Anyway, back to the surgeon. He let me yap about my entire story, going all the way back to January when the symptoms started. He agreed with my GI that a gallbladder removal is the best option and he plans to do it laparoscopically. I did ask about ERCP and he said that because my liver took the tracer and passed it freely to my small intestine, that ERCP likely isn’t going to be necessary because the blockage is clearly right near the gallbladder. He said removing it is just the best option and I trust that I just wanted to be informed of why that’s the best option.

Now for the worst part… it’s 3 weeks away.

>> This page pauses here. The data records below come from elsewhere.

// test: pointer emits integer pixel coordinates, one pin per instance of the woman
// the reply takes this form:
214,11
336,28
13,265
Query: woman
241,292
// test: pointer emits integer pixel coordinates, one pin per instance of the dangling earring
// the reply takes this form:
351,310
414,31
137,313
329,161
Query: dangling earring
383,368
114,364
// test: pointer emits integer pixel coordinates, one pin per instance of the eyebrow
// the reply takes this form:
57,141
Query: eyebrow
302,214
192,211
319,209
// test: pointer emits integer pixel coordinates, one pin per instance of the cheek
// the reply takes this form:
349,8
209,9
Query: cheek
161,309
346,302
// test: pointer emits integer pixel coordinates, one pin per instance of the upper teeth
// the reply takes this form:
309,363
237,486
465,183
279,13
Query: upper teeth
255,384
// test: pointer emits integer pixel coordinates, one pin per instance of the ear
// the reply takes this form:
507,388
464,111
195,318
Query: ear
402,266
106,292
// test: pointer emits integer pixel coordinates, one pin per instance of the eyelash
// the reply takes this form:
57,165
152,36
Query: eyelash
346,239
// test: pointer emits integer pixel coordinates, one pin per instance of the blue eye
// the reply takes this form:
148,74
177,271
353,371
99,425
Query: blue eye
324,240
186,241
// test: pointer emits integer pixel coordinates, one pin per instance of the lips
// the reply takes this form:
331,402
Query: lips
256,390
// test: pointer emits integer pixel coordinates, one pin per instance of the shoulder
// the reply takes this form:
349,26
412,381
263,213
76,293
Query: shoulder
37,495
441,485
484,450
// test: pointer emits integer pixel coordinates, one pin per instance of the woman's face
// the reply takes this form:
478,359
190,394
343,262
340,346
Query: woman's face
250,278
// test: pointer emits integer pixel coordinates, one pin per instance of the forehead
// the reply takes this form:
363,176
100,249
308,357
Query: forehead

I’m managing my symptoms okay right now, so that’s not the issue. The issue is that Jessica is due to give birth in less than 7 weeks, but it could technically happen anytime… especially if her perinatal doctors decide to induce early. I need to be totally healed by then. Also we’re getting ready to move at that exact same time. The surgeon mentioned that my soreness will likely go away after a week, but I’ll feel really fatigued for about 5 weeks. That’s not good timing.

So my plan is to get as much done now as humanely possible. Getting boxes down from the attic, packing everything that isn’t essential. Breaking down as much furniture as possible....etc. Hopefully that head start will be enough to make up for the lack of stuff I’ll be able to do after the surgery.

Anyway, that’s all for now I’ll update more later.